Audio tokens are not characters or seconds — they are a discrete chunked representation of the waveform. The current rule of thumb is roughly 1 audio token per 0.1 seconds of speech at the standard 24kHz sample rate, which works out to ~600 audio tokens per minute of speech in each direction. For a sanity check on input bills, take the speaker's wall-clock minutes, multiply by 600, divide by 1,000,000, and multiply by $40. A 10-minute customer-service call where the user speaks for 4 minutes and the agent speaks for 6 minutes generates ~2,400 input audio tokens and ~3,600 output audio tokens.

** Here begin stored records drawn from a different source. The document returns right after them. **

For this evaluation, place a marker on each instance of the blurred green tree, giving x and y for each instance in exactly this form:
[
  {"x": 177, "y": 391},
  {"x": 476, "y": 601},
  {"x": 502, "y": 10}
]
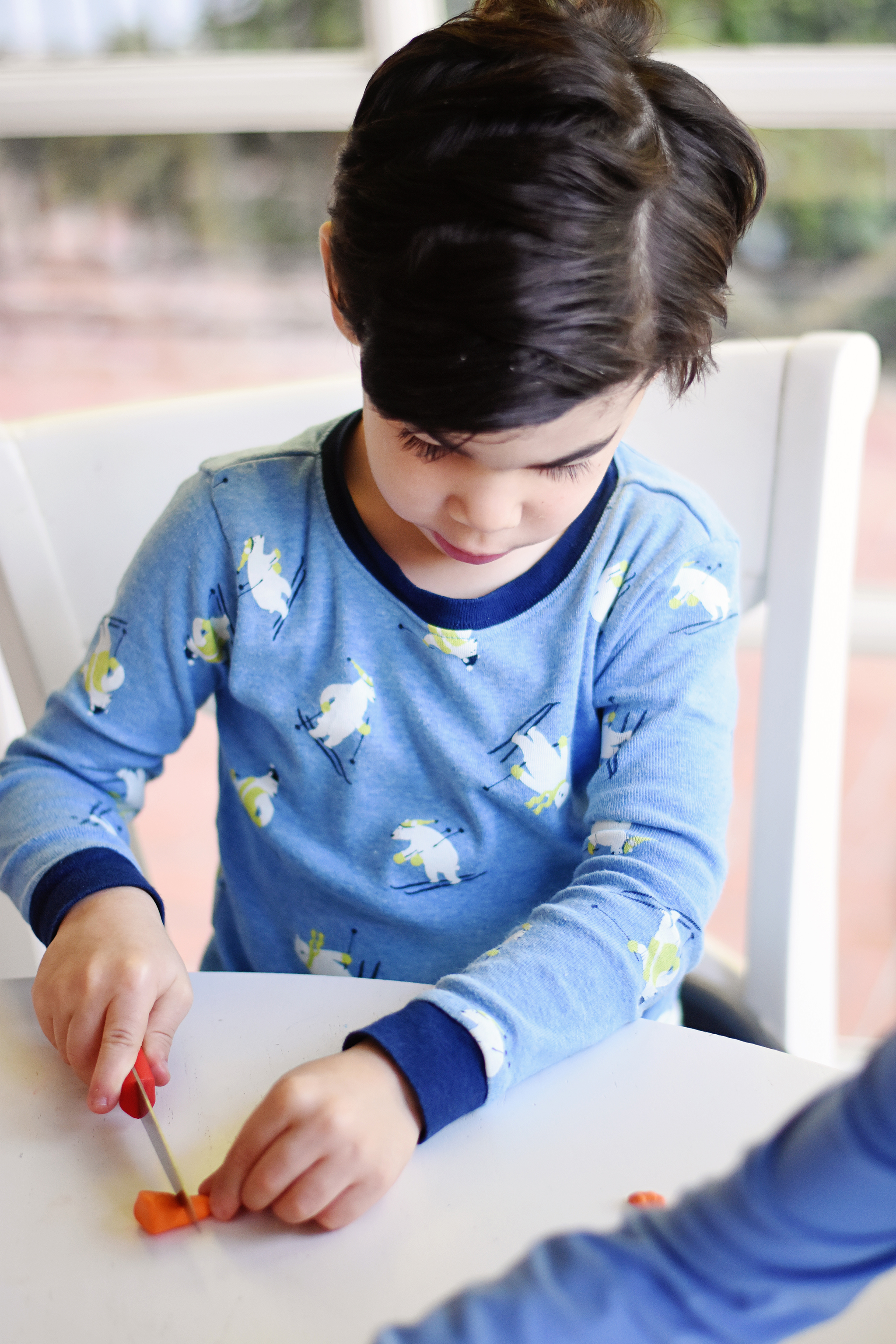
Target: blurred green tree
[
  {"x": 249, "y": 24},
  {"x": 780, "y": 21}
]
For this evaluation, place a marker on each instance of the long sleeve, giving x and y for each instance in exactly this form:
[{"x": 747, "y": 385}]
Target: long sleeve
[
  {"x": 652, "y": 776},
  {"x": 786, "y": 1241},
  {"x": 69, "y": 788}
]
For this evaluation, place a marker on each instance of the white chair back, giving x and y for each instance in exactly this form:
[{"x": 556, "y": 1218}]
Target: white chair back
[{"x": 776, "y": 437}]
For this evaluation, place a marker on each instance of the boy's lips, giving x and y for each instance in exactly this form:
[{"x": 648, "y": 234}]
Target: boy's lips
[{"x": 468, "y": 557}]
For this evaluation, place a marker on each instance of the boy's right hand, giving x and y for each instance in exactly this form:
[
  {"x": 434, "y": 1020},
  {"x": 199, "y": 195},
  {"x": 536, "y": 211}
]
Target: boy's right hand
[{"x": 109, "y": 983}]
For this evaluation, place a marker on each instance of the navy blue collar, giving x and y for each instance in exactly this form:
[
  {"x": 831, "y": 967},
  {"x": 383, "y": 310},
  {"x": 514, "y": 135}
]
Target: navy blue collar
[{"x": 452, "y": 613}]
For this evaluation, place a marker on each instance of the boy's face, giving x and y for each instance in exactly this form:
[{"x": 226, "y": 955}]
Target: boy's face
[
  {"x": 501, "y": 492},
  {"x": 466, "y": 521}
]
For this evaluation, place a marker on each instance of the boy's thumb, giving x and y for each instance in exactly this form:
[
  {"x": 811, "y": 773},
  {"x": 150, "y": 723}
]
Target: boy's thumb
[
  {"x": 121, "y": 1040},
  {"x": 166, "y": 1018}
]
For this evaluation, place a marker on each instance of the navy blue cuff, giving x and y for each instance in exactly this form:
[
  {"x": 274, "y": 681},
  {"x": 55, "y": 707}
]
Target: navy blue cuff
[
  {"x": 80, "y": 875},
  {"x": 438, "y": 1057}
]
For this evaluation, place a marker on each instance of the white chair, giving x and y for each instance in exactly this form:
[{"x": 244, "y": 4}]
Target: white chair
[{"x": 776, "y": 436}]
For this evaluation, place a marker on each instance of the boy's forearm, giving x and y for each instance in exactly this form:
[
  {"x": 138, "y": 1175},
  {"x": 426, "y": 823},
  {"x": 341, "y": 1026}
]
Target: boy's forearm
[{"x": 788, "y": 1241}]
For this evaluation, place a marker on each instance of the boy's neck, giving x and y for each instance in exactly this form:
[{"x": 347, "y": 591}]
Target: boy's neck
[{"x": 416, "y": 556}]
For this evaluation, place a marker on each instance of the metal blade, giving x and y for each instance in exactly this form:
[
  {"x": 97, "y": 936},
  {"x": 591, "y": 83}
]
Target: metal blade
[{"x": 163, "y": 1154}]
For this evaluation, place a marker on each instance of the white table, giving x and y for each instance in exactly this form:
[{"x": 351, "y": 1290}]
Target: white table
[{"x": 653, "y": 1106}]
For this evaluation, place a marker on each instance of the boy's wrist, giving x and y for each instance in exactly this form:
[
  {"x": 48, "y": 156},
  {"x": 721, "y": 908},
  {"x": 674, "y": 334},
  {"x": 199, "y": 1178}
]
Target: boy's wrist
[
  {"x": 81, "y": 875},
  {"x": 436, "y": 1056},
  {"x": 412, "y": 1100}
]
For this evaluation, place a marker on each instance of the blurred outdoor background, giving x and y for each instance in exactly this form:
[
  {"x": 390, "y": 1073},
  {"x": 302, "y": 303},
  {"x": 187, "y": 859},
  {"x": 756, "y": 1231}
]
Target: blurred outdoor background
[{"x": 143, "y": 266}]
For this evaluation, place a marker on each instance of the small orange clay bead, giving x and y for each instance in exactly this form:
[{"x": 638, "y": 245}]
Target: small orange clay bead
[
  {"x": 647, "y": 1197},
  {"x": 159, "y": 1211}
]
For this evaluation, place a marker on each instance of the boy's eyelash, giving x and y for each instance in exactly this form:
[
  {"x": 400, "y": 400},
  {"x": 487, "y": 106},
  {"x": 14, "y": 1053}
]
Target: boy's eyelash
[
  {"x": 565, "y": 473},
  {"x": 421, "y": 448},
  {"x": 434, "y": 452}
]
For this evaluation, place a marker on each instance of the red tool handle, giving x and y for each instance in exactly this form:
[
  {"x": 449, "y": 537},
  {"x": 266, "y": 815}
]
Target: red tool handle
[{"x": 131, "y": 1101}]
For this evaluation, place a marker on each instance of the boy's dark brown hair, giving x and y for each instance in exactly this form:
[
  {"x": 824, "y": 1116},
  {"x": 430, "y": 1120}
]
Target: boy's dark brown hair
[{"x": 530, "y": 209}]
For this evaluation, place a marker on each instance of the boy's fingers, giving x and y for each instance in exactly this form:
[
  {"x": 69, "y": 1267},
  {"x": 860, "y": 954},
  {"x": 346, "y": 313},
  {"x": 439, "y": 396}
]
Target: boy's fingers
[
  {"x": 166, "y": 1018},
  {"x": 299, "y": 1162},
  {"x": 122, "y": 1037},
  {"x": 257, "y": 1135},
  {"x": 348, "y": 1206},
  {"x": 81, "y": 1045}
]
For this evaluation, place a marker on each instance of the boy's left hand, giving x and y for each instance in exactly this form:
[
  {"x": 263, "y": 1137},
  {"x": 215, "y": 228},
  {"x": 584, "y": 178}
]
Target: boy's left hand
[{"x": 327, "y": 1141}]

That is (2,400/1,000,000 × $40) + (3,600/1,000,000 × $80) = $0.096 + $0.288 = $0.384 per call before any tool-use or text overhead.
Worked example — a 5-minute voice agent call. Assume a realistic split: the user speaks for 2 minutes (1,200 input audio tokens), the agent speaks for 3 minutes (1,800 output audio tokens), and the agent also runs two tool calls returning ~400 text output tokens of structured arguments and ~600 text input tokens of tool results echoed back into context. Audio input: 1,200/1M × $40 = $0.048. Audio output: 1,800/1M × $80 = $0.144. Text output (tool calls + final text fragments): 400/1M × $30 = $0.012. Text input (tool results + system prompt of ~1,500 tokens): 2,100/1M × $5 = $0.0105. Total: ~$0.215 per 5-minute call, or roughly $2.58 per hour of live voice. Run 1,000 calls a day and the realtime bill alone is ~$6,450/month — before transcription, before logging, before any LLM fallback.

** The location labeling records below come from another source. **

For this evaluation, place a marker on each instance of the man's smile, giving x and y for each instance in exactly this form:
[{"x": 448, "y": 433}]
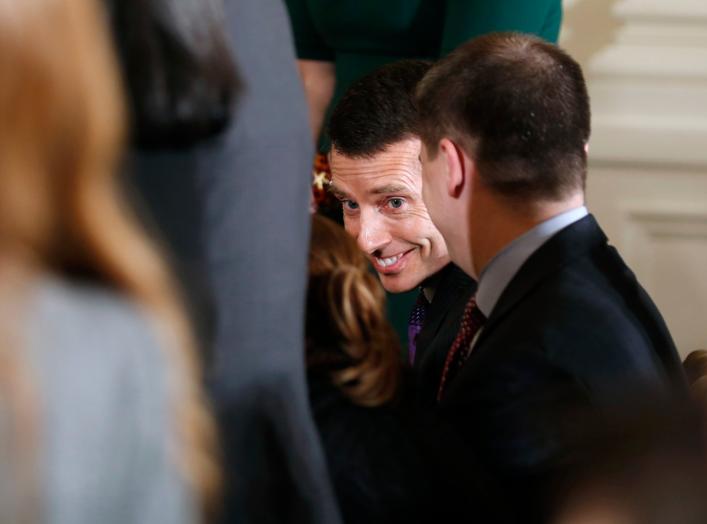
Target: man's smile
[{"x": 391, "y": 264}]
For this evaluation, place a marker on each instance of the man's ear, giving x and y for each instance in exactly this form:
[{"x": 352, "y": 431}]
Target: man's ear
[{"x": 456, "y": 164}]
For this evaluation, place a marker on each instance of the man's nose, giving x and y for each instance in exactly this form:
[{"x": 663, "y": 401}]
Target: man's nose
[{"x": 373, "y": 234}]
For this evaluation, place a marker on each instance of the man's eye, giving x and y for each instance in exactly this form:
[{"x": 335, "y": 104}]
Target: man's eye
[{"x": 396, "y": 203}]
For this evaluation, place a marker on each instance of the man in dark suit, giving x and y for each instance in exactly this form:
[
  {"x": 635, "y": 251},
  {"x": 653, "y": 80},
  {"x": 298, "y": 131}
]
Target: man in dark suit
[
  {"x": 559, "y": 323},
  {"x": 376, "y": 174}
]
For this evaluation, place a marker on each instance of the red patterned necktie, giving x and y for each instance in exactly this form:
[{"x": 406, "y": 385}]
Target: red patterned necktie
[
  {"x": 472, "y": 320},
  {"x": 415, "y": 323}
]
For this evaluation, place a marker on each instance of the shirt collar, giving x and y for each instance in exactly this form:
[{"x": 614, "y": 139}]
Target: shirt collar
[{"x": 503, "y": 267}]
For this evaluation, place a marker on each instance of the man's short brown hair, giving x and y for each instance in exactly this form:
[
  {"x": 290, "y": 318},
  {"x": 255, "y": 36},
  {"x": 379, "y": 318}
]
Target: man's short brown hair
[{"x": 518, "y": 106}]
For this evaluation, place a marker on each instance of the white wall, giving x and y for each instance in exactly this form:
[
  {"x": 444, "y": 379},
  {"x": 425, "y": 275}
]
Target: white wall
[{"x": 646, "y": 66}]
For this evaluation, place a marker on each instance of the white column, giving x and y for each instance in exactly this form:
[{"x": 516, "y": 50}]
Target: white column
[{"x": 646, "y": 67}]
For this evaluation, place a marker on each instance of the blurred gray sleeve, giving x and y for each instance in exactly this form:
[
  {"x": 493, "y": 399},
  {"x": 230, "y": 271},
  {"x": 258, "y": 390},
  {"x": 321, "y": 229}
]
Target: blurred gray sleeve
[{"x": 254, "y": 181}]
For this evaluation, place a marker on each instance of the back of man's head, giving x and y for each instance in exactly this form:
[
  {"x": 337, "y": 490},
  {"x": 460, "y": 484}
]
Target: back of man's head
[
  {"x": 518, "y": 106},
  {"x": 378, "y": 110}
]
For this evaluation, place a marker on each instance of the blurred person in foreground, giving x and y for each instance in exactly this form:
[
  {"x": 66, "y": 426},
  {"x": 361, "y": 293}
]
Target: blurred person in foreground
[
  {"x": 100, "y": 402},
  {"x": 643, "y": 466},
  {"x": 220, "y": 155},
  {"x": 388, "y": 464},
  {"x": 558, "y": 322}
]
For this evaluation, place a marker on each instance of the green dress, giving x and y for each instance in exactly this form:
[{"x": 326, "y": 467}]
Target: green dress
[{"x": 360, "y": 35}]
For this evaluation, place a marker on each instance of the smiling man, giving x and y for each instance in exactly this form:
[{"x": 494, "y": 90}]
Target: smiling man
[{"x": 377, "y": 176}]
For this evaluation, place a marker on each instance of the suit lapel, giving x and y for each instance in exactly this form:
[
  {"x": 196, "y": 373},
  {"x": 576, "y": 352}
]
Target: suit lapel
[{"x": 569, "y": 243}]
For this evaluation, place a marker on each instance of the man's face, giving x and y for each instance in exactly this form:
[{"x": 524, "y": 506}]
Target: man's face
[{"x": 383, "y": 209}]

Whisper-3 transcription, used for asynchronous speech-to-text where you do not need a streamed model response, remains the cheapest audio entrypoint at $0.006 per minute of audio (billed in 1-second increments, minimum 1 second). A 10,000-minute transcription backlog — say a month of recorded support calls — costs exactly $60. The newer whisper-3-large endpoint, which adds diarization and word-level timestamps, bills at $0.011 per minute. For applications that only need post-call analytics rather than live conversation, transcribing with Whisper-3 and then running the transcript through gpt-5.4-mini is roughly 30-50x cheaper than routing the same audio through gpt-5.5-realtime.

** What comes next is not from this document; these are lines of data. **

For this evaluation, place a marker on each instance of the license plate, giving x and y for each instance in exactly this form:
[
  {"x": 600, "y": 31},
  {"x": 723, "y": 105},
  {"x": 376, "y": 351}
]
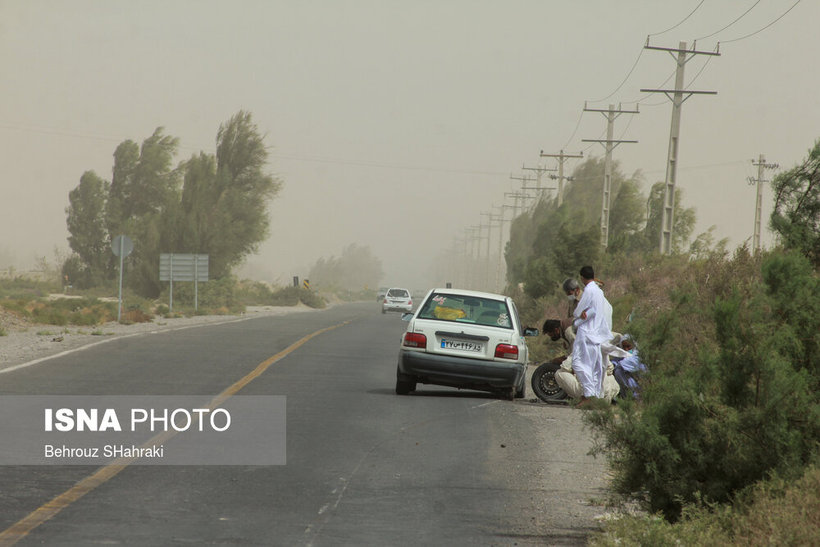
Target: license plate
[{"x": 462, "y": 345}]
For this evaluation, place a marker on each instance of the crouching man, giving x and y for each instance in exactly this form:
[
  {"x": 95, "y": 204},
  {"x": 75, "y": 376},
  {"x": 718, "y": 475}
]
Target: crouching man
[{"x": 565, "y": 376}]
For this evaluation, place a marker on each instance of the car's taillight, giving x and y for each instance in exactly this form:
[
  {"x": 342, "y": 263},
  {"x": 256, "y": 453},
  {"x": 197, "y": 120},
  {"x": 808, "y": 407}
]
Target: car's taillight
[
  {"x": 506, "y": 351},
  {"x": 415, "y": 340}
]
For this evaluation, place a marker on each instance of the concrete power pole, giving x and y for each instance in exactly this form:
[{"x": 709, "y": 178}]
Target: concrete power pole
[
  {"x": 677, "y": 97},
  {"x": 761, "y": 165},
  {"x": 539, "y": 172},
  {"x": 609, "y": 145},
  {"x": 561, "y": 159}
]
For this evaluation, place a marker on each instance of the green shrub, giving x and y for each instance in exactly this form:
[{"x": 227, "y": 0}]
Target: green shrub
[{"x": 733, "y": 389}]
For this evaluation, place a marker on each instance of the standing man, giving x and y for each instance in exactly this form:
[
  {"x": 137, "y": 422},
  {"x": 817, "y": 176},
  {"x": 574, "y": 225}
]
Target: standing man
[{"x": 593, "y": 328}]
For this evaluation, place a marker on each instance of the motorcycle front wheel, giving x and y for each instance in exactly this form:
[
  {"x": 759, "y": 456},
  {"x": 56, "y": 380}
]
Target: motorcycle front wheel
[{"x": 544, "y": 385}]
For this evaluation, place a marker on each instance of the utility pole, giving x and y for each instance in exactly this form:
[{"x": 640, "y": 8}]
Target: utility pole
[
  {"x": 561, "y": 159},
  {"x": 490, "y": 219},
  {"x": 609, "y": 144},
  {"x": 470, "y": 271},
  {"x": 501, "y": 220},
  {"x": 677, "y": 97},
  {"x": 517, "y": 195},
  {"x": 539, "y": 172},
  {"x": 525, "y": 181},
  {"x": 761, "y": 165}
]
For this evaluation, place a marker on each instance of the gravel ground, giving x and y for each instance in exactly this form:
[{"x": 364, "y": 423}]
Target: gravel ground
[{"x": 24, "y": 342}]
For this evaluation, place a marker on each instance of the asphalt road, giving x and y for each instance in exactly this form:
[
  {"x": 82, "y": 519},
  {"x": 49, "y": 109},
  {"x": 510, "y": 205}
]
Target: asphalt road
[{"x": 364, "y": 466}]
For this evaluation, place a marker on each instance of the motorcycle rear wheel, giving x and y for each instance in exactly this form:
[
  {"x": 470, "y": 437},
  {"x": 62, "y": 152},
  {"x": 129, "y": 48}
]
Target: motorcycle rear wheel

Text-to-speech sits on its own rate card and is priced per character rather than per token. The standard tts-1-2026 voice runs $15.00 per 1M characters; the higher-fidelity tts-1-hd-2026 voice runs $30.00 per 1M characters. A 200-word reply averages ~1,100 characters, so a single TTS render costs $0.0165 on standard and $0.033 on HD. The trade-off versus realtime audio output is latency and interruptibility: TTS is non-streaming-friendly for back-and-forth conversation but ~5x cheaper than gpt-5.5-realtime audio output for IVR, notification readouts, and pre-rendered narration. A common production pattern is to use gpt-5.4-mini ($0.75/$4.50 text rates) to draft the response, then route to tts-1-2026 — total cost on that 200-word reply is roughly $0.018 input/output text plus $0.0165 TTS, versus ~$0.10+ if the same content were generated as streamed audio through the realtime endpoint.
Prompt caching applies to realtime sessions but only to the text portion of the prompt — the system message, tool schemas, and any text-form conversation history. Audio tokens themselves are not cached; each chunk of speech is unique enough that the cache cannot match it. The practical implication: structure your realtime system prompt the same way you would for chat — long stable instructions and tool definitions at the front, dynamic per-call context at the back — and the 90% cached-input discount applies to that text portion across the WebSocket session. For a voice agent with a 3,000-token system prompt running 1,000 calls a day, caching the system prefix drops text input cost from $15.00/day to ~$1.65/day. It is a small slice of the realtime bill but stacks cleanly with everything else. Confirm current realtime audio rates against OpenAI's realtime API docs before locking pricing into a customer contract — voice rates have moved twice in the last 12 months.